Show that $\omega(A) \leq ||A|| \leq 2 \omega(A)$ and deduce that $\langle A \xi , \xi \rangle = \langle B \xi, \xi \rangle$ when $A = B$.
I already showed the inequalities but I am stuck on showing $\langle A \xi , \xi \rangle = \langle B \xi, \xi \rangle$ when $A = B$.. Note that $A, B$ are Hilbert space operators and $\omega(A) = \sup \{ |\langle A \xi , \xi \rangle| : ||\xi|| = 1 \}$ is the numerical radius. Also note that we consider complex Hilbert spaces.
Obviously when $A=B$ we have that $A\xi=B\xi$ so $\langle A\xi,\xi\rangle=\langle B\xi,\xi\rangle$, so I assume you mean the converse.

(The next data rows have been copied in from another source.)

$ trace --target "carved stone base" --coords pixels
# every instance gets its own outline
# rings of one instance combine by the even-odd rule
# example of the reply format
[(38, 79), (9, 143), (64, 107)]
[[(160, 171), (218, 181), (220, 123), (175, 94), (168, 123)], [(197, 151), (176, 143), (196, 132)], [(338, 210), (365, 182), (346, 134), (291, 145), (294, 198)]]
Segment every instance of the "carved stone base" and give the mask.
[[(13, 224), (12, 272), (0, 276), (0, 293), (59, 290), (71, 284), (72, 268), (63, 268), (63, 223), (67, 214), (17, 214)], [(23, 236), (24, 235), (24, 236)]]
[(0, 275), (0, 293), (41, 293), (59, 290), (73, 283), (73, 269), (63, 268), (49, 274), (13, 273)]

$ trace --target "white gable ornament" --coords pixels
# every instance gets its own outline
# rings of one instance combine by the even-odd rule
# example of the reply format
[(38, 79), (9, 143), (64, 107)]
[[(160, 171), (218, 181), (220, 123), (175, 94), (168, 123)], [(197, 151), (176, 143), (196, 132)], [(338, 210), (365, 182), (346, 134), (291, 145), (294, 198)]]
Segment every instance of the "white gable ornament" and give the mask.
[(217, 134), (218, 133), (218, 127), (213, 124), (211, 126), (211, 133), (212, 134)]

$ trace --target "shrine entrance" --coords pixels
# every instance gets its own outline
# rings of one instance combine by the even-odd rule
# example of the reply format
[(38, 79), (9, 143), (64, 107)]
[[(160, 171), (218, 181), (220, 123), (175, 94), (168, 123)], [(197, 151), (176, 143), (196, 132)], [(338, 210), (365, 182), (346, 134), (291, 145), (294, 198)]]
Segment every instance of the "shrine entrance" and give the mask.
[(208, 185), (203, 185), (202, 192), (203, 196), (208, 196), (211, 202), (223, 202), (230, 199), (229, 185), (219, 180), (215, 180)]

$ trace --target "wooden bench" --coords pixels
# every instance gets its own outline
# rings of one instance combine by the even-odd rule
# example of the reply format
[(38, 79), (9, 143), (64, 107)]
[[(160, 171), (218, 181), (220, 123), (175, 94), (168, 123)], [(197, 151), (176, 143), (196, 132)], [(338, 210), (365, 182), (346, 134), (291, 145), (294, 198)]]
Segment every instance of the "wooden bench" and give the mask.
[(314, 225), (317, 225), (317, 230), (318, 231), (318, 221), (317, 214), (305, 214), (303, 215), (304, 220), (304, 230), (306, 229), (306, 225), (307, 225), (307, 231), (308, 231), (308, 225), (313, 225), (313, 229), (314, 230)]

Note that if $\langle A\xi,\xi\rangle=\langle B\xi,\xi\rangle$ then $\langle (A-B)\xi,\xi\rangle=0$, so it suffices to show that if $T$ is a bounded operator with $\langle Tx,x\rangle=0$ for all $x$, then $T=0$. But if this is the case then $\omega(T)=0$, and from the inequalities we get that $\|T\|=0$, thus $T=0$.